The Dynamics of Creative Music Making: Et sosiokulturelt perspektiv på læring i skapende musikalske praksiser

Project owner

Western Norway University of Applied Sciences, Department of Arts Education

Project period

March 2010 - December 2018

Project summary

This compilation thesis entitled The Dynamics of Creative Music Making: A sociocultural perspective on learning in creative musicking practices investigates how learning in creative practices can take shape and be facilitated when children and adolescents create music. The dissertation comprises a summary and four blind peer-review articles examining creative music making projects from a sociocultural perspective.

The main aim of the thesis is to increase the knowledge and understanding of the learning processes taking place in the shared activities of the community of practice in three different cases taking place in Norway, and how these creative music making practices were facilitated. The research was designed as a qualitative multiple case study, building a combination of interviews and observations of the creative practices as main data collection methods. The empirical data consists of interview transcriptions, musical material, observations and video-recordings.

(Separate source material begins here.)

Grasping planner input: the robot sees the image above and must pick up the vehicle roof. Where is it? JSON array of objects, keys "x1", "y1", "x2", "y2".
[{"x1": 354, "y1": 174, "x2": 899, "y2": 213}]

Through a sociocultural perspective, these practices were analysed as dynamic relationships of musicking, including the use and transformation of mediating tools, and development of aesthetic, artistic and structural reflection-in-musicking. The findings in this study suggest ways of understanding forms of learning in creative musicking practices as social, cultural and situated. First, the facilitator role is discussed in terms of multiple modes of facilitation in an informal learning context. The modes are identified as scaffolding, co-participation and collaboration, and management and distribution of cultural tools. Second, an analysis of adolescents’ development of aesthetic, artistic and structural reflection-in-musicking brings forward an understanding of how learning in musical creative practices can take shape in the process of writing an opera. Third, mediating tools such as different forms of notations, music making actions and interactions, and meaning and transformed experiences are found as crucial in a project involving pupils in a formal learning context.

The results from the analysis point at the complexity of understanding learning in creative music making practices, which builds on dynamic sets of relationships, repertoire and shared participation. Implications for the music education research field includes a discussion of the distinction between learning and experiencing, as well as the roles of the teacher and the artist. The study points further at the importance of understanding learning as a crucial part of creative music making practices.